Language students take 5th graders around the world
Eleven-year-old Wesley plays football. His favorite positions are linebacker and cornerback, so he is very familiar with the blitz—a defensive play in which multiple players rush the other team’s quarterback. But before today, he didn’t know the origin of the term.
"Blitz means lightning in German, Peter Burdge '17 explained to Wesley and a dozen other fifth graders gathered around him in the Connecticut College student center. “So when your coach tells you to blitz, that means to run as fast as lightning.”
As he listens, Wesley’s eyes light up and he fidgets with excitement. “I can’t wait to tell my teammates,” he announces.
Wesley was one of more than 100 fifth-graders from New London’s C.B. Jennings Elementary School on campus Feb. 19 for the College’s Sixth Annual International Children’s Expo. During the daylong event, 35 Connecticut College students used colorful displays, games and even a little face paint to introduce the youngsters to nine different world languages and cultures: Arabic, Chinese, French, German, Hebrew, Korean, Latin, Polish and Russian.
“This is pretty much the best day of the year; it’s so much fun,” said Kaitlin Cunningham ’16, a Russian language student who was participating in the event for the third time. “The kids love being here; they love seeing what opportunities exist.”
Classics Professor Nina Papathanasopoulou helped plan this year’s expo. Together with Instructional Designer/Developer Laura Little, she oversees the College’s Foreign Language Fellows initiative, through which advanced-level language students and international students design and run co-curricular and extracurricular events in several foreign languages. Many of the Conn students who participated in the expo are language fellows; others are language students or native speakers.

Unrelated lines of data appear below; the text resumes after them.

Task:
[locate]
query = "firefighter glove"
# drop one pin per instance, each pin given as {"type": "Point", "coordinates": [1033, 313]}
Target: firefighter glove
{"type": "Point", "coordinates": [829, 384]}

“Our new curriculum includes engagement with the local and global community, and the International Children’s Expo is a great example of such engagement,” Papathanasopoulou said. “The children learn a lot, but our students do too. Teaching is a great way to learn; our students have to think about the material in an entirely different way.”
As several Conn students led a group of children in singing, “Head, Shoulders, Knees and Toes” in Latin, fifth-grade teacher Danielle Cohen smiled.
“I’m really impressed,” she said. “The kids are coming back and talking about the information—they are learning.”
The expo is the brainchild of international relations major and Arabic studies minor Pablo Tutillo ’13. Tutillo initially approached the College's Holleran Center for Community Action and Public Policy with the idea in 2011. He applied for a $500 grant through the center's Social Entrepreneurship Initiative, which supports students and student groups with new ideas that address identified social problems.
Six years later, Tutillo, now a teaching assistant at New London’s Regional Multicultural Magnet School, was on hand to watch a new generation of College students inspire a love of language learning in a new group of fifth-graders.
“It’s become a tradition that everyone looks forward to,” Tutillo said of the expo. “I want to see it continue to grow; to engage as many schools as possible.”
For the children, visiting a college campus is almost as exciting as learning to write your name in Russian.
“I want to go to a place like this,” said fifth-grader Lizvalerie over a big bowl of ice cream in the College’s Harris Refectory. “I think this is a very fun place to come and learn.”
The Sixth Annual International Children’s Expo was sponsored by Connecticut College’s Office of Volunteers for Community Service, Student Activities Council, Holleran Center for Community Action and Public Policy, Toor Cummings Center for International Studies and the Liberal Arts, Department of Human Development, Department of French, Department of Classics, Department of Slavic Studies and The Mellon Initiative on Global Education.